In both Dealer's Choice and Closer, Marber showed a mature understanding of urban solitude. But here it is hard to work out whether Howard's problems are individual or social. At one moment Marber implies that Howard, whose father guiltily confesses to an affair, is the victim of collapsing Jewish family values and orthodox faith: "You never believed anything," his father tells him, "so you don't know who you are." But at other times Marber implies that it is impossible to be good in our corrupt world, where TV gardeners and chefs are revered as secular icons.
I suspect that, unconsciously, Marber is trying to write a modern Death of a Salesman; but, unlike Miller, he never establishes a molten link between his hero's private flaws and the false dreams imposed by society. So one is left to take what pleasure one can in some sharp showbiz satire and odd zingers such as Howard's remark to his wife: "Your capacity for happiness can be very depressing."

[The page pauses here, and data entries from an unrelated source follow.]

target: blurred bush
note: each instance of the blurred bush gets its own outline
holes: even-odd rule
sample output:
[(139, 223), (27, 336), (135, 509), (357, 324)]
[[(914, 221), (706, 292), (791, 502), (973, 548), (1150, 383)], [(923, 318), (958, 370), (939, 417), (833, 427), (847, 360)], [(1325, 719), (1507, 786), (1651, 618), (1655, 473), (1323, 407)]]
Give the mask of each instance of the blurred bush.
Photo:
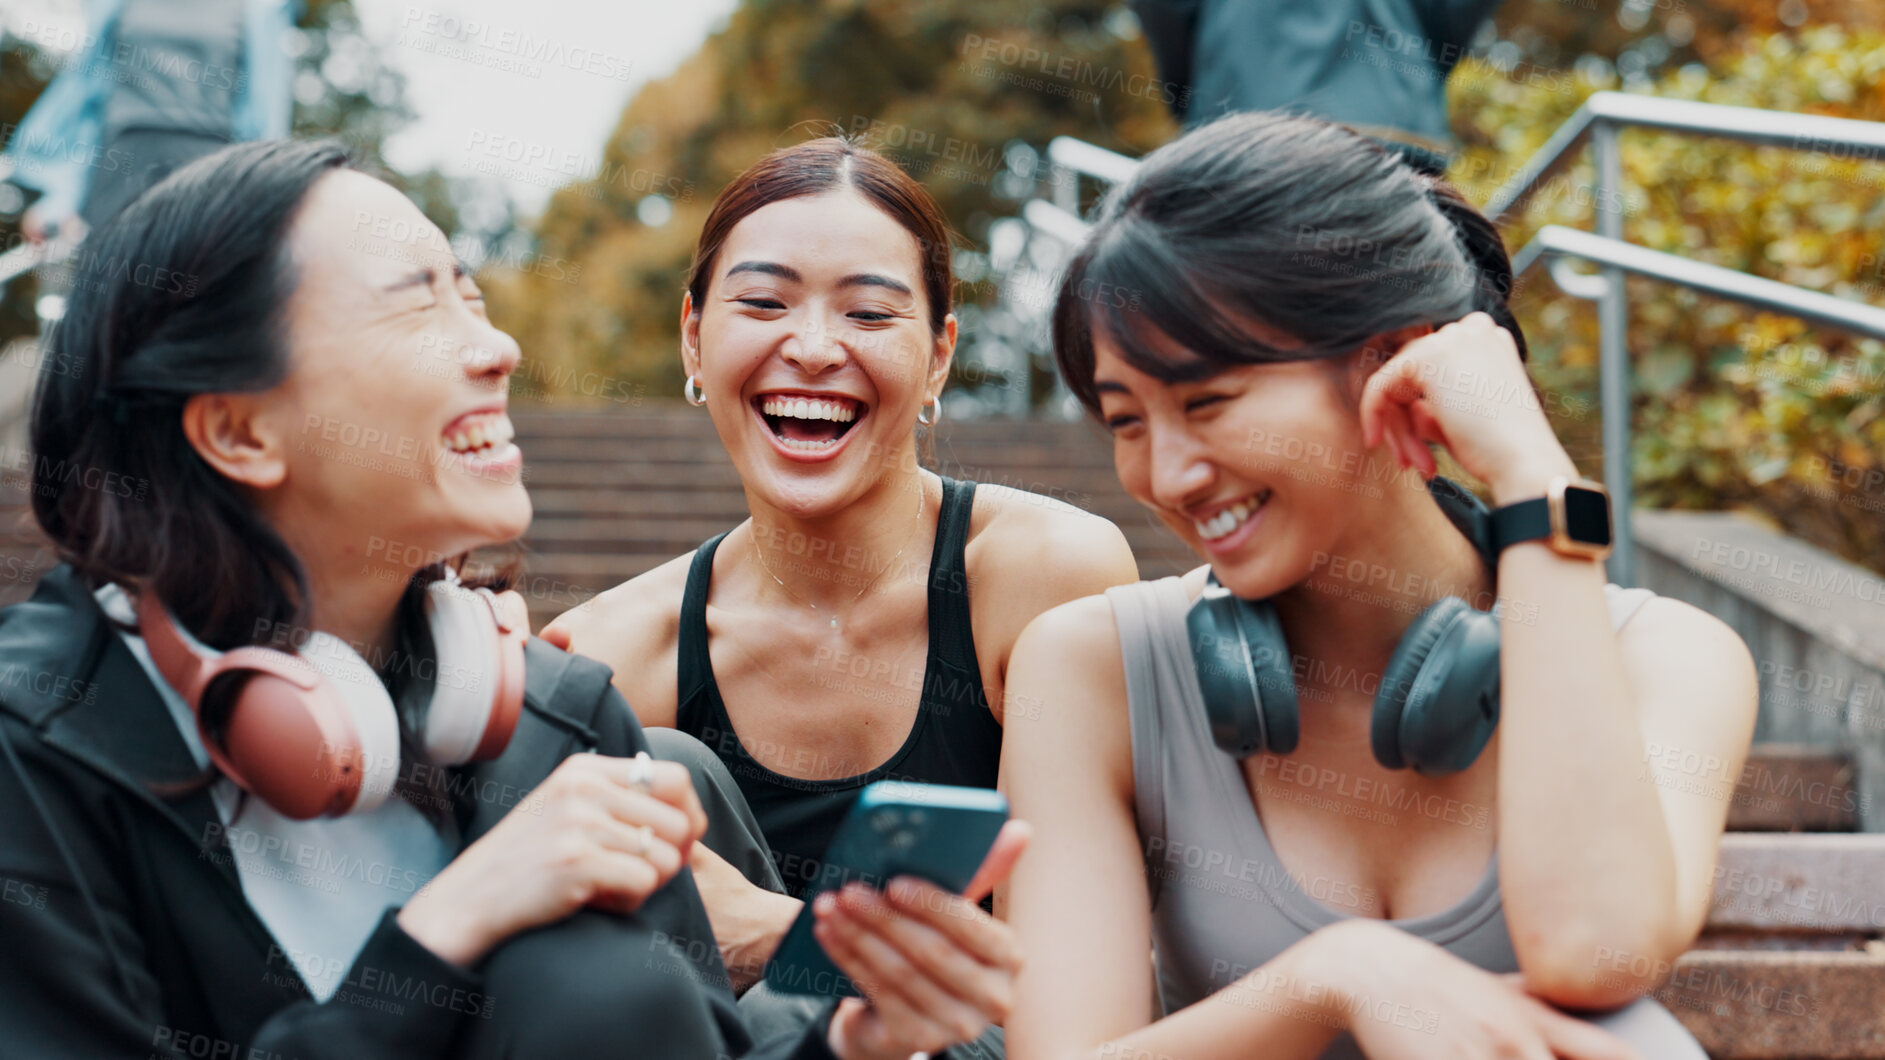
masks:
[[(1885, 120), (1885, 33), (1811, 27), (1745, 35), (1642, 90), (1675, 99)], [(1614, 67), (1503, 68), (1470, 59), (1451, 81), (1466, 145), (1451, 176), (1477, 202)], [(1885, 306), (1885, 158), (1755, 148), (1626, 130), (1624, 236), (1657, 250)], [(1511, 220), (1514, 252), (1541, 225), (1590, 229), (1591, 162), (1549, 180)], [(1637, 503), (1743, 508), (1885, 572), (1885, 343), (1819, 331), (1648, 280), (1629, 282)], [(1534, 374), (1586, 474), (1603, 466), (1594, 303), (1542, 269), (1515, 300)]]

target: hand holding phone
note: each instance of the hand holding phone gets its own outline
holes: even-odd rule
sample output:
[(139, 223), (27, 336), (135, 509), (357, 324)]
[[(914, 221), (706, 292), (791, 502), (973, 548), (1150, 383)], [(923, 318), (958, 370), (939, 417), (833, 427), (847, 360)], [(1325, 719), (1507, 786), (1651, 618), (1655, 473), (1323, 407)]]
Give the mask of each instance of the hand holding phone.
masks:
[(900, 876), (882, 892), (852, 884), (813, 900), (815, 940), (869, 998), (832, 1015), (826, 1039), (841, 1060), (934, 1054), (1007, 1022), (1021, 947), (976, 902), (1007, 881), (1029, 837), (1025, 822), (1002, 825), (961, 894)]
[[(961, 894), (1007, 820), (1008, 800), (986, 788), (899, 781), (865, 788), (832, 836), (824, 871), (806, 893), (805, 907), (767, 962), (766, 981), (781, 993), (859, 996), (857, 985), (814, 937), (822, 896), (849, 888), (843, 904), (864, 912), (867, 907), (856, 903), (865, 896), (854, 885), (881, 892), (899, 876)], [(835, 897), (823, 900), (827, 910), (839, 905)]]

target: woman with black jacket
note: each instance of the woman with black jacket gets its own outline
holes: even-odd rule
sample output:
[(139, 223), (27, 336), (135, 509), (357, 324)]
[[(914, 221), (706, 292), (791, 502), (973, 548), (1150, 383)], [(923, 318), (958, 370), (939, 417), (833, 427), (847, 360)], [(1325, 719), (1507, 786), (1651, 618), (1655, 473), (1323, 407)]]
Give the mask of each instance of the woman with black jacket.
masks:
[[(65, 564), (0, 612), (0, 1055), (902, 1060), (979, 1030), (854, 999), (749, 1040), (685, 866), (750, 815), (457, 584), (529, 522), (519, 353), (409, 200), (332, 145), (244, 145), (81, 265), (32, 424)], [(1006, 928), (912, 890), (823, 932), (1003, 1014)]]

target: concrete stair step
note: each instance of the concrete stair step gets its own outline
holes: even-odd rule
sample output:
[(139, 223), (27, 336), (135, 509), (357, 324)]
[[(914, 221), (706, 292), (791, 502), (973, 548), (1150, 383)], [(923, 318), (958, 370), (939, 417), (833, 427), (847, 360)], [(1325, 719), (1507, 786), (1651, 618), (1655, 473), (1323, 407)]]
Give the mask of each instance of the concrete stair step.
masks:
[(1885, 1058), (1885, 956), (1693, 950), (1655, 991), (1715, 1060)]

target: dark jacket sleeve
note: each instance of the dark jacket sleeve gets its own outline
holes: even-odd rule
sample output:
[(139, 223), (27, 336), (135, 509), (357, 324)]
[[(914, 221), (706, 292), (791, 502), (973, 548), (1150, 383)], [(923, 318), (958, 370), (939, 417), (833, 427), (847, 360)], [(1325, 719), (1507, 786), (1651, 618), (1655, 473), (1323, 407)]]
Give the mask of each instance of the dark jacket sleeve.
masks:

Ron Cook lends the hero the right mix of abrasiveness, ebullience and self-loathing. And in Marber's own production, played in the Cottesloe Theatre on a fast-moving revolve, with the actors assuming multiple roles, there is good support from Trevor Peacock as Howard's essentially decent dad, and from Mossie Smith as his cultured wife. The play is never dull, but leaves one feeling that Marber follows too many paths on the way to Howard's end.